If the study had simply remained there, the findings would have remained obscure, though probably cited a lot by other scientists. The concept was not made popular until Malcolm Gladwell popularized it in his 2008 book, Outliers. Since then, it has become part of our culture, and many people apply this concept to skill acquisition. As a rough heuristic, the 10,000-hour rule is effective in grabbing people’s attention. However, both K. Anders Ericsson and Malcolm Gladwell would poke holes in that rule. The variables of this tenet are crazy:

  • At what age one starts practicing
  • How talented one is
  • One’s physical attributes
  • The definition of “deliberate practice”
  • Does a person hit the 10,000-hour mark and all of a sudden become a master? 

This article is one that keeps popping up in my research; it expands upon that questioning.

The biggest issue regarding this zeitgeist issue is this: Scientific studies may subsequently refute the findings.  Original scientists/authors who championed publicizing the results may put fences around the study’s findings.
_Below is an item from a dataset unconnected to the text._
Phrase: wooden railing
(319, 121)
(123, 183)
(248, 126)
But the headline takeaway has already been assimilated by the public.

The 10,000-hour rule may as well be considered fact. Just like the average body temperature is still assumed to be 98.6 degrees, when in reality, the true number may be lower. With these commonly-accepted misperceptions nestled somewhat close to reality, there really is no reason to waste a lot of time refuting them. So what if my body temperature should be 97 degrees or 98 degrees? All that really matters is that when my body temperature gets over 100 degrees, I should worry. So what if I only spent 9,000 hours on a skill or that I will never reach the level of master in that discipline? I spent a lot of time on something and got better. Charles Barkley’s golf swing may disagree.

Are White Cars Safe?

We, as non-scientists, or non-experts on most subjects, have no reliable way to sort out misinformation from statistically correct trends (or results). We rely on news sources, who rely on scientific journals to vet information that is deemed worthy of our attention. When there is a bias in which research studies get highlighted, the public has no choice but to trust the published results and ends up distorting that bias even more.

One final example that I will leave you with regards to car colors and safety.

Some studies show that white is the safest car color, with other colors coming in at an average of 10% more accident-prone than white cars. These studies could be discounted when you realize that white is the baseline, and the headline finding is that all other colors average as less safe than white. If you dug into the data though, orange looks like it could be a better option. So is the study (and resulting headline) misleading? This study, on the other hand, shows silver cars are safer than white. You will notice, though, that the sample size is small, and even smaller for silver cars. Could that study be misleading as well?

Regardless of the actual data, it has been reported for decades that white is the safest option and those car buyers who prioritize safety will select a white car. No amount of studies or additional discourse will change this preference. The theory has already seeped into the public consciousness, and may as well be a fact.

Question: What are truths that you hold that are based on research or publications but that could be stress-tested? What are “facts” that you have accepted because everyone around you believes in them without ever looking into whether they are true or not?